I tipi di test sul mercato
È d’obbligo un chiarimento: il test sierologico è differente dall’ormai noto tampone. Il primo certifica l’eventuale immunità al virus (con effetto retroattivo), il secondo dice se in un determinato momento la malattia è in corso. Lo stesso test sierologico si differenzia in due categorie: quello eseguito prendendo una gocciolina di sangue dal dito (risultato in 15 minuti, costo dai 4,80 euro ai 10); l’altro eseguito con esami del sangue veri e propri. Spiega Roberto Rigoli, vicepresidente dell’Associazione dei microbiologi clinici italiani, nonché alla guida del laboratorio di microbiologia dell’Ussl 2 di Treviso: «Di test fast ce ne sono una miriade, tra cui la maggior parte sono porcherie.

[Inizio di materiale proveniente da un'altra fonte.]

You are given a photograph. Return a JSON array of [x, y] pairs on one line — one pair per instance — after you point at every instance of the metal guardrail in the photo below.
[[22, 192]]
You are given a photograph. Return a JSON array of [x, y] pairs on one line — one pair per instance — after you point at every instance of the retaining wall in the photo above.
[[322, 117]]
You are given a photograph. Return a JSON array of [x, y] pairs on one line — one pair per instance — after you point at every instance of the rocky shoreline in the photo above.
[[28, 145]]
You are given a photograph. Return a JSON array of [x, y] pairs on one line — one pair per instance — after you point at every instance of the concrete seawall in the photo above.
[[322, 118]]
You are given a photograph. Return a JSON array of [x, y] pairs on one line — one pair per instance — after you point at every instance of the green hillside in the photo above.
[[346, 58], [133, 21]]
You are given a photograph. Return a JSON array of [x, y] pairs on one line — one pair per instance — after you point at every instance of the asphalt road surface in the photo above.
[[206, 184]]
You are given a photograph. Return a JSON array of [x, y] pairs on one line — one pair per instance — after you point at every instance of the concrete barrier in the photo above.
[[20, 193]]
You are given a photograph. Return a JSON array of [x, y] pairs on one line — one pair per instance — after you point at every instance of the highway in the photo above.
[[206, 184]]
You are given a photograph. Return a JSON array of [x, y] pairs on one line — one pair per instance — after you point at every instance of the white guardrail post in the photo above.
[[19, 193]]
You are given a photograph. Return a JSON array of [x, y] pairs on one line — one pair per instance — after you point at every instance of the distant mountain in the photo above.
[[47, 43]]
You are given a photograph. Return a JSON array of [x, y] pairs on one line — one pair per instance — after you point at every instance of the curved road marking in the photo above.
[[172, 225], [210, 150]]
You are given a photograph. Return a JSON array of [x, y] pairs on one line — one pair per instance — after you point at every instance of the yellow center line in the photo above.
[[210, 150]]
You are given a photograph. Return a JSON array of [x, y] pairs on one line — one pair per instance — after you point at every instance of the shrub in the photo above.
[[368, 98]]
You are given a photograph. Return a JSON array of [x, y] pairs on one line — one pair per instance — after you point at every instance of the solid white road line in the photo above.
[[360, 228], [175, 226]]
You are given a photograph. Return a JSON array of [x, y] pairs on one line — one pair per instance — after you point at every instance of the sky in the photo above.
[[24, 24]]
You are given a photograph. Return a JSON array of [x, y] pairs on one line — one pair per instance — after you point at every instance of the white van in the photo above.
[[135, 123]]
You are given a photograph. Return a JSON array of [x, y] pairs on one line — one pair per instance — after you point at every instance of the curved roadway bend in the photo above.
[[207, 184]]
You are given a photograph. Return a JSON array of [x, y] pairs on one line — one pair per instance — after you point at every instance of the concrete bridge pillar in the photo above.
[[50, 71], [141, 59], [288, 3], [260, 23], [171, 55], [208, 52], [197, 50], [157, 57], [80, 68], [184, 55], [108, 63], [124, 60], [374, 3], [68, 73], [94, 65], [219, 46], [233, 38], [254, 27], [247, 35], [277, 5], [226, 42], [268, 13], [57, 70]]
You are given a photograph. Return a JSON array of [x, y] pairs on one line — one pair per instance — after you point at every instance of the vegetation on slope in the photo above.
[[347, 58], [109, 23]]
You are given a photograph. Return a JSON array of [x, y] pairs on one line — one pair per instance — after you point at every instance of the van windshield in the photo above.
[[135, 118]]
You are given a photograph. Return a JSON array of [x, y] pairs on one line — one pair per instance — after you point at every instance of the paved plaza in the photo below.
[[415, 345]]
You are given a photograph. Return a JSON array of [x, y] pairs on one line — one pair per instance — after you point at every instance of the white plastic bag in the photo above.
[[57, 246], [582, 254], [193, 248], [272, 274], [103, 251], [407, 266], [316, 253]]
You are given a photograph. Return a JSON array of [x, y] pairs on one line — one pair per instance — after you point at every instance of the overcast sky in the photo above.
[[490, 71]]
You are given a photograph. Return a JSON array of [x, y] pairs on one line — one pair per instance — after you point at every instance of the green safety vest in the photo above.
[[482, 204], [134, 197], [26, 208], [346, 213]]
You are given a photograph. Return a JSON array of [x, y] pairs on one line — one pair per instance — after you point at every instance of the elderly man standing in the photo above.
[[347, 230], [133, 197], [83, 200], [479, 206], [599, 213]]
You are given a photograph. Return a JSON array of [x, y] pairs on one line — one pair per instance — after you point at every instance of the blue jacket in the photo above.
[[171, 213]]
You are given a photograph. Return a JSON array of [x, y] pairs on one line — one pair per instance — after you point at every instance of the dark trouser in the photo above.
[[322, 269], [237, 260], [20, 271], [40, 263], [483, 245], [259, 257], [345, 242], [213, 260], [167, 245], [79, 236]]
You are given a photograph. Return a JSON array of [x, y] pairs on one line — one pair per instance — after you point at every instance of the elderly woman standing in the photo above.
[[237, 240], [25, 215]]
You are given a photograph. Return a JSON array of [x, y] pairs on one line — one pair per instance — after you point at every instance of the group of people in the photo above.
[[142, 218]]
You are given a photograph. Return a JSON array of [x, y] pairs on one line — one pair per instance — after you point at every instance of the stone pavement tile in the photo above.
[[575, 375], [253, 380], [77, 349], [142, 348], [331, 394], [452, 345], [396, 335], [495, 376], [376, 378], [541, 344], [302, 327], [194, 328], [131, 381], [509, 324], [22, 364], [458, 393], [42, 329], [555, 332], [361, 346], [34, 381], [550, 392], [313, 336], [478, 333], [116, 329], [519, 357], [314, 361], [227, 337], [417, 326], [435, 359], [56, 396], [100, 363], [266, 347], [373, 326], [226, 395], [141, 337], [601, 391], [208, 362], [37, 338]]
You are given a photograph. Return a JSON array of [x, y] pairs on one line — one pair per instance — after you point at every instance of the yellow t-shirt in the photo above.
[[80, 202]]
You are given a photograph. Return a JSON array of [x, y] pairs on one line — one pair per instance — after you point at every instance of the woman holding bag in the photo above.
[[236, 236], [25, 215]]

Il loro rischio è di risultati falsi negativi: ci dicono, cioè, che una persona non ha ancora sviluppato gli anticorpi al virus, mentre può essere al suo massimo di contagiosità. L’abbiamo verificando facendo l’esame su pazienti positivi ricoverati in ospedale. Dopodiché abbiamo trovato anche un paio di test rapidi validi su cui stiamo lavorando».

La prudenza lombarda
Cosa sta facendo su questo fronte la Lombardia è riassunto dalle parole di Fausto Baldanti, virologo del Policlinico San Matteo di Pavia, considerato una massima autorità nel campo: «Siamo al lavoro. Stiamo testando almeno 100 proposte commerciali. Ma è necessario del tempo. Correre è rischioso — dice —. Bisogna trovare un test sierologico valido. Il pericolo è di considerare immuni persone che in realtà possono ammalarsi o contagiare ancora gli altri». Sulla stessa linea Giovanni Rezza dell’Istituto superiore di Sanità.

Un confronto impari
Le differenze tra Veneto e Lombardia non si fermano al test sierologico. Al 31 marzo in Veneto sono stati effettuati 2.165 tamponi ogni 100 mila abitanti, in Lombardia 1.139. Il tasso di ricoveri in Veneto è di 41,5 ogni 100 mila abitanti, in Lombardia di 131,3. Il tasso di decessi: 9,7 contro 71,6. Insomma: il Veneto sta adottando strategie migliori della Lombardia? «La realtà è che il Veneto ha dovuto fronteggiare un temporale, la Lombardia uno tsunami — spiega Danilo Cereda, responsabile delle Malattie infettive dell’Unità di crisi di Regione Lombardia —. La situazione lombarda al 24 febbraio è già di una diffusione importante del Covid-19 nel Lodigiano e, in parte, nel resto della Regione, e non solo in un singolo cluster localizzato come in Veneto (Vo’ Euganeo). L’Ente europeo per il controllo delle malattie infettive (Ecdc) è chiaro: la Lombardia ha vissuto lo scenario più grave in cui l’esecuzione del tampone di massa non sarebbe stata utile. Mentre era fondamentale procedere alle misure di contenimento sociale. Un confronto tra le azioni delle due Regioni dev’essere fatto alla luce delle diverse situazioni». I dati: il 25 febbraio la Lombardia ha 231 contagi, il Veneto 42. Il 3 marzo 1.326 contro 297. Tutta un’altra storia.